Ode 149

THE Well-Beloved is very hard to please:
How to content her Heaven only knows!
Sometimes if playfully I touch her hair,
Thus with my hand, off in a tiff she goes;
Then, when I humbly seek to make my peace,
Her tongue 's so sharp we almost come to blows;
At my wit's end am I to humour her,
So full is she of contrarieties.

Sometimes she lets a smile slip through her veil,
As the young moon sometimes an instant shows,
Scimitar-like, slashing a rift of cloud;
Then, like the moon, back in her cloud she goes.
Some nights so wakeful she, nought can prevail
On her to leave her wine and come to bed,
Though I for lack of sleep snore meekly, bowed
Over my empty cup with nodding head;
Yet in the day, let me begin a tale—
And instant fast asleep the baggage goes.

Love's is no easy way, be sure, to tread;
This soft and perfumed pathway of the rose
Is sown full thick with thorns for lovers' feet;
Well may he tremble who that journey goes.

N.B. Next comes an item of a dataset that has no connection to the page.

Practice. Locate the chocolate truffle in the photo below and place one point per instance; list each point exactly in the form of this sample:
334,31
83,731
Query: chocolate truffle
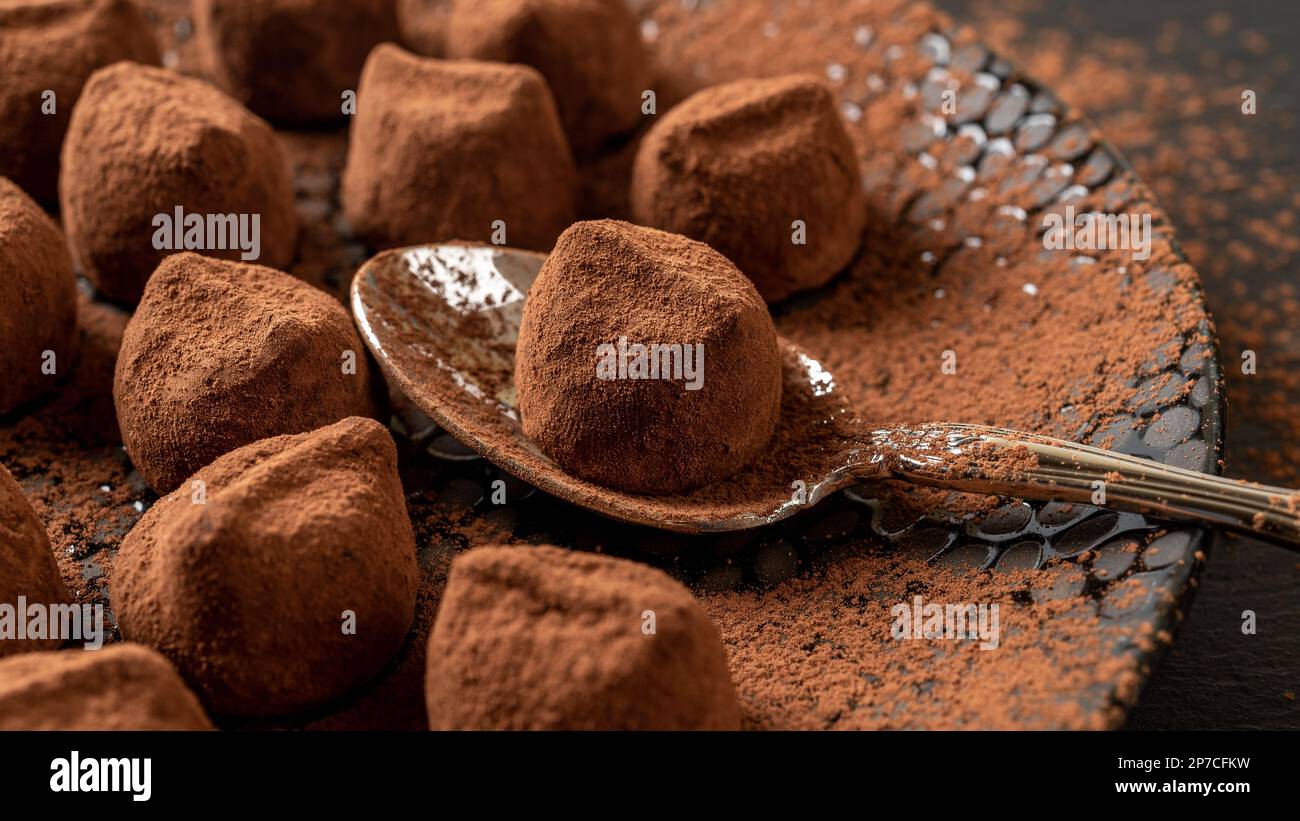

Proudly the bubble rides upon the wine,
Buoyed up and boasting it of bubbles first;
Ah! learn this from its effervescent shine—
'T is that same foolish puffing makes it burst.
So boast not of your beauty that groweth old;
Boasting is for the young and wonderful—
The strong gold sun on the young head of gold.

When the black scroll of your black hair turns white,
'T will not grow black again because you pull
The white hairs out—'t is winter when it snows;
And, like the snows on yonder mountain's height,
These snows melt not for any kiss of spring;
This winter goes not when the winter goes.

Your right to beg at the Beloved's door
Sell not to be a king upon a throne;
Its shadow is worth all the shining suns.
HAFIZ, if difficult the path you chose,
Its veil of mazy darkness is your own;
Happy the man for whom Love's highway runs
Clear in his sight, and unobstructed goes.